Ah, sim. É impossível não lembrar que a Revolução Francesa trouxe novos ares para o mundo. Na época, as aspirações nacionais, encabeçadas pelos girondinos, deveriam se tornar aspirações universais: a libertação da França conduziria a libertação dos demais povos. E hoje? Já pensou se as fronteiras da exclusão, lançada contra imigrantes, notadamente muçulmanos, e ciganos virarem moda? Leis racistas, xenófobas, intolerantes, etc., emanadas do berço da liberdade contra a liberdade. É claro que isso não é importante, afinal, o governo francês luta pelos direitos humanos fora de casa, não é? Tadinho do sírio, do líbio... a maioria deles, muçulmanos!
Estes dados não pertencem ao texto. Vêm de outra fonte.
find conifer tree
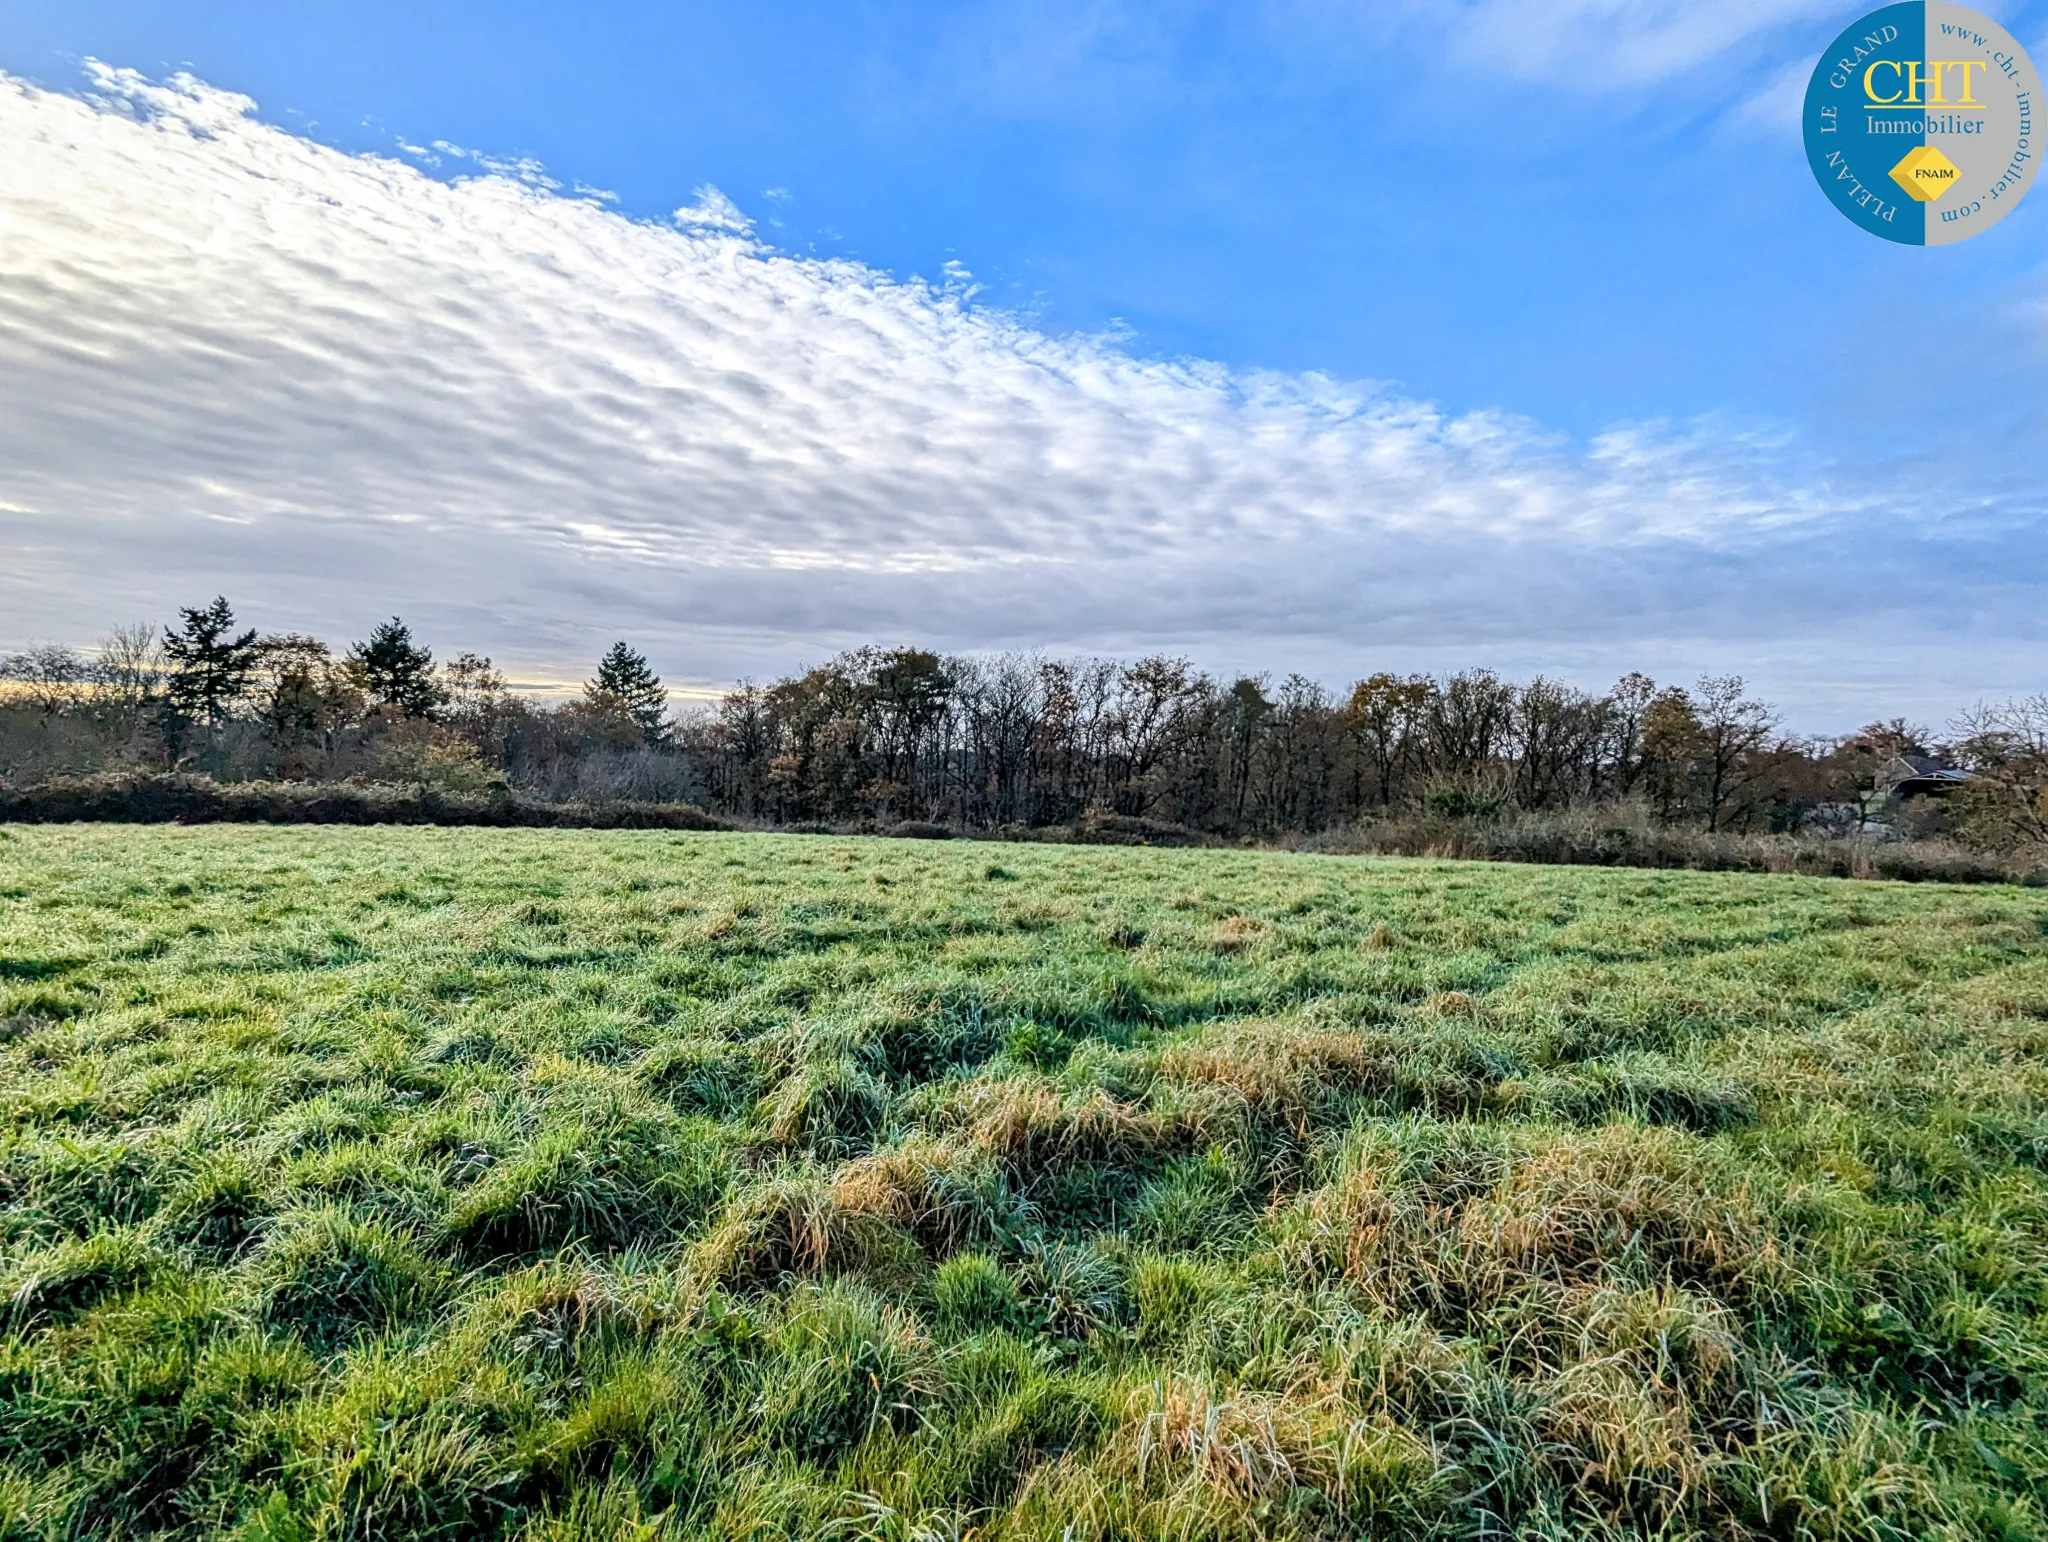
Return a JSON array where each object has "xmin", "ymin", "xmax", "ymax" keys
[
  {"xmin": 586, "ymin": 641, "xmax": 669, "ymax": 744},
  {"xmin": 349, "ymin": 618, "xmax": 444, "ymax": 718},
  {"xmin": 163, "ymin": 596, "xmax": 259, "ymax": 730}
]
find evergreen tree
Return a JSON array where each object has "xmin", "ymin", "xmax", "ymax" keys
[
  {"xmin": 349, "ymin": 618, "xmax": 444, "ymax": 718},
  {"xmin": 162, "ymin": 596, "xmax": 259, "ymax": 730},
  {"xmin": 586, "ymin": 642, "xmax": 669, "ymax": 743}
]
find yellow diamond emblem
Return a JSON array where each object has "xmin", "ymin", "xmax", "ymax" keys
[{"xmin": 1889, "ymin": 144, "xmax": 1960, "ymax": 202}]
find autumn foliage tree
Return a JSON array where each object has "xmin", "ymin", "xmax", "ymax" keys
[{"xmin": 13, "ymin": 603, "xmax": 2020, "ymax": 851}]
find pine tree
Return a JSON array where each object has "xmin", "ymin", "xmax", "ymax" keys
[
  {"xmin": 162, "ymin": 596, "xmax": 259, "ymax": 730},
  {"xmin": 586, "ymin": 642, "xmax": 669, "ymax": 743},
  {"xmin": 349, "ymin": 618, "xmax": 444, "ymax": 718}
]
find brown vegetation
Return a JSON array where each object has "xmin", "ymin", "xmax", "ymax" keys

Pois é, vale tudo para a França ter os seus orgasmos da grande potência que não foi e nem vai ser. Não adianta nem querer ressuscitar Napoleão III – em cujo período de governo o país gozou de maior influência na Europa – e restaurar o antigo Concerto Europeu. Fato é que esse sonho já descansa em paz faz muito tempo e seu comportamento em função dele a torna uma prostituta. França, a prostituta europeia.
quarta-feira, 22 de junho de 2011
Presentes de grego

terça-feira, 21 de junho de 2011
"Comer, comer...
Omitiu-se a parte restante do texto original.